Can someone please explain leibniz rule to me,

[Dell]

according to leibniz, if i have a series (An) with an alternating sign, in order for the series to converge, i need either |An| to converge, or |An| to diverge and An=0(for n->infinity) and A(n)>A(n+1)

BUT in the following series where An= ((-1)^(n-1))*1/(n+100sin(n)) the series |An| diverges, lim An=0 BUT how can i prove that An>An+1, in fact i don't think that it is true since sin(n) goes from -1 to 1, so an could be An<An+1, YET this series converges(according to the answer in my book). can anyone see how this is possible??

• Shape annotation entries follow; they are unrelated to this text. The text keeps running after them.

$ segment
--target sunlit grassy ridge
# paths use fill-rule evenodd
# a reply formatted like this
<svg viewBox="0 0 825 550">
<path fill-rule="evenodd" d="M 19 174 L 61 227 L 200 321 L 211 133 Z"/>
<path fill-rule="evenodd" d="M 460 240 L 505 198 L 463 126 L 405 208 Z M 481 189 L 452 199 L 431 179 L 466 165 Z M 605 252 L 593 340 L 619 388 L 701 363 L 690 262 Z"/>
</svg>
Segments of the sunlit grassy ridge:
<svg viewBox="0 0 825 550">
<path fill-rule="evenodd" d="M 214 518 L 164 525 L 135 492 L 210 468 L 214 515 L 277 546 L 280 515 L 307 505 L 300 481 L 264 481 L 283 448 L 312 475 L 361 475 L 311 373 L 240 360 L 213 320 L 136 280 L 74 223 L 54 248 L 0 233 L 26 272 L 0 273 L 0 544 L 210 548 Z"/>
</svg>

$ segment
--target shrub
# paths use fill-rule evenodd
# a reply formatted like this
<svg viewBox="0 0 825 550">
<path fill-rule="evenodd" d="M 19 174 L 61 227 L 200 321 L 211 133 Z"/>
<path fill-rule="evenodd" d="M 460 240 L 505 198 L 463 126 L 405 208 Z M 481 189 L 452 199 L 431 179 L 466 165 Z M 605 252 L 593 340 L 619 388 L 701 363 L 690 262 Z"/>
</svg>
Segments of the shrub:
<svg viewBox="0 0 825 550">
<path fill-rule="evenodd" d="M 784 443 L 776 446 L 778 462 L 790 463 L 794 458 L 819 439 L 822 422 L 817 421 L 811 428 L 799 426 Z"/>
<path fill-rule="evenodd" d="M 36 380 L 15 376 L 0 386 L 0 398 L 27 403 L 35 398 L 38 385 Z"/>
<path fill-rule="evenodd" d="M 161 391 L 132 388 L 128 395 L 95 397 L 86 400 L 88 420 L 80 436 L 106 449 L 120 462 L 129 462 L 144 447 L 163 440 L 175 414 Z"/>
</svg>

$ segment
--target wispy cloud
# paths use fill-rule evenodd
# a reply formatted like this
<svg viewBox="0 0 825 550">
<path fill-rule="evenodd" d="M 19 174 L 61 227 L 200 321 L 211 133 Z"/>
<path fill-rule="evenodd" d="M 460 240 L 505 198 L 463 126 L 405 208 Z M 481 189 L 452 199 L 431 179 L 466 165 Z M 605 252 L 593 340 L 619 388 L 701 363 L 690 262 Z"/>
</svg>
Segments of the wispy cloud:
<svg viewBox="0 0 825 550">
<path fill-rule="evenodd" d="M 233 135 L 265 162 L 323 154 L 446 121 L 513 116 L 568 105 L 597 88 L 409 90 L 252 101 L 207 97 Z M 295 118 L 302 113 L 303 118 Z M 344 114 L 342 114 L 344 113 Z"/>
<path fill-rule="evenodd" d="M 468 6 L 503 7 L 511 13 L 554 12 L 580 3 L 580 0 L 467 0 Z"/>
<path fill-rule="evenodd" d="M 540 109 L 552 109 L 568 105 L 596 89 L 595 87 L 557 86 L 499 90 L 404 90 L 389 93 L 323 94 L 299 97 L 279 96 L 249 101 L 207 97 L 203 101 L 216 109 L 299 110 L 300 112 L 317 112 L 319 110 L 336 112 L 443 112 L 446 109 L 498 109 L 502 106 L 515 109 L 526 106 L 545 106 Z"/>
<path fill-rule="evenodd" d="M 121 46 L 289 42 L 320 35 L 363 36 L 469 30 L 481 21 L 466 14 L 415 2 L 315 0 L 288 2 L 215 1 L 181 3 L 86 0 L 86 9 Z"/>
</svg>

i thought that maybe the rule for An>An+1 is also for (n->infinity) but then i get An=An+1 so the rule still doesn't hold.

can anyone please give me the exact rule here, as well as explaining why this is not working.for me

 

[lippyka]

? The rule that Leibniz stated is for when the terms of the series have alternating signs. In your example, the terms of the series do not have alternating signs. Therefore, the rule does not apply here. In order for your series to converge, you need to show that the limit of the sequence of absolute values of the terms is 0. To do this, you can use the Squeeze Theorem. This states that if you have three sequences of real numbers a(n), b(n), and c(n) such that a(n) ≤ b(n) ≤ c(n) for all n and lim a(n) = lim c(n) = L, then lim b(n) = L. In your example, you can let a(n) = 0, b(n) = |((-1)^(n-1))*1/(n+100sin(n))|, and c(n) = 1/(n+100). Then, since lim a(n) = lim c(n) = 0, you can use the Squeeze Theorem to prove that lim b(n) = 0, which shows that the sequence of absolute values converges to 0. Therefore, your series converges.